Ø  Celébrese en la Vigilia Pascual, el Domingo de Resurrección o en la Octava de Pascua. El Tiempo Pascual ha de ser vivido como tiempo mistagógico. Se recomienda vivamente que se respete la peculiaridad de la Solemnidad del Domingo de Pentecostés.

Ø  El lugar propio de la celebración es la Iglesia Parroquial.

Ø  La fiesta familiar, en caso de que haya familias que deseen celebrarlo de un modo más particular, puede hacerse en cualquier momento una vez pasada la Pascua. Nada impide que en la Misa Dominical se signifique el hecho y luego las familias se reúnan para celebrarlo. Pero es importante que no se entorpezca el significado del Sacramento con excesos De ahí la pedagogía de celebrar los Sacramentos de Iniciación en la Vigilia Pascual, más vinculada al misterio Cristocéntrico y Eclesial.


Respecto a la Confirmación

 

El Directorio Diocesano pide que no se confunda la Confirmación como un rito de “puesta de largo”. Sino que se celebre como lo que es: uno de los Sacramentos indispensables de la Iniciación Cristiana. Y que se celebre verdaderamente dentro del tiempo sugerido: Vigilia Pascual, Domingo de Resurrección, Octava de Pascua o, como indica el RICA, en Pentecostés.


Respecto al Sacramento de la Penitencia o Reconciliación.

Ø  No es propiamente Sacramento de Iniciación. Pero es importante tener en cuenta lo siguiente:

Ø  Formar la conciencia de los catecúmenos y la práctica penitencial a través de celebraciones penitenciales específicas no sacramentales.

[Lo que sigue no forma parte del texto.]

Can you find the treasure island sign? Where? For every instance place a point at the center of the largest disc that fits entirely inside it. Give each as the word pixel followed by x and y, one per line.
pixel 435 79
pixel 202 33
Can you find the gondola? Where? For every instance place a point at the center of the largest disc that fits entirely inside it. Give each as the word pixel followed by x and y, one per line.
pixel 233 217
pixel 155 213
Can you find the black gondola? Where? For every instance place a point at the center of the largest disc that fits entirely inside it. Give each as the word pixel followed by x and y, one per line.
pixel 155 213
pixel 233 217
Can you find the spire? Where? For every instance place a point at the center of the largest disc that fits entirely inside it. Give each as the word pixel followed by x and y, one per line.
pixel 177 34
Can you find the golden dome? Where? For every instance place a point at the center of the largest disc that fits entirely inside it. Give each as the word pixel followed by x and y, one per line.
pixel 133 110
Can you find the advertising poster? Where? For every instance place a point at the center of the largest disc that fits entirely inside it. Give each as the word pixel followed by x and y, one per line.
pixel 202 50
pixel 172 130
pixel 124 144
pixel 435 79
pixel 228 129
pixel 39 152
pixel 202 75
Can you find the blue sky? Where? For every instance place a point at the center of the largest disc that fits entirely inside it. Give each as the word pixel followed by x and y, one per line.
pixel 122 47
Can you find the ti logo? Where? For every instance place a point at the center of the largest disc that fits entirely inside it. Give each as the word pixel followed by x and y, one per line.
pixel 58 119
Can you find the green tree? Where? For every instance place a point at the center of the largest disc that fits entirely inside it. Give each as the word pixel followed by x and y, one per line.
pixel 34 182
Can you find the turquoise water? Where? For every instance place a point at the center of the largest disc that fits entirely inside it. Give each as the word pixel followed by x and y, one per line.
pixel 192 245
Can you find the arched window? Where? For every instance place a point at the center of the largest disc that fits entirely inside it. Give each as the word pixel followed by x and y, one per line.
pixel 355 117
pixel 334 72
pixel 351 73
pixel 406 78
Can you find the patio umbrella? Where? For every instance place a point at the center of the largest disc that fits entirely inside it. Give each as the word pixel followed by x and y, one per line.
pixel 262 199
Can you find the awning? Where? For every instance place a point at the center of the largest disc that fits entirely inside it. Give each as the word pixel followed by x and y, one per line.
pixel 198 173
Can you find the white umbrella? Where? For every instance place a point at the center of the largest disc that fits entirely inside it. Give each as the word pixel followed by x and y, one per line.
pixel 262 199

Así irán descubriendo y valorando poco a poco el Sacramento como tal.

Ø  Los catecúmenos que ya estén bautizados debieran celebrar el sacramento, de un modo adecuado a su nivel catecumenal, al menos en los tiempos litúrgicos fuertes. Podría haber una celebración para ellos solos y otra con presencia de toda la Comunidad.

Ø  Si bien la relación entre la Eucaristía y la Reconciliación es evidente, pastoralmente es más didáctico no celebrar la Primera Reconciliación como paso inmediato para la Primera Comunión. Es más oportuno, para no ofuscar el sentido del Sacramento, que se empiecen a hacer celebraciones de la Penitencia en períodos anteriores a la recepción de la Primera Comunión o de la Confirmación (segundo año de catecumenado, por ejemplo).

Ø  Utilícese bien el modo A del ritual (confesión y absolución individual); o el modo B del ritual (celebración comunitaria de la Palabra, confesión y absolución individual). No se utilice nunca para los catecúmenos la absolución general, la cual, por otro lado, no está permitida fuera de los supuestos que el mismo Ritual prevé y con la autorización del Obispo.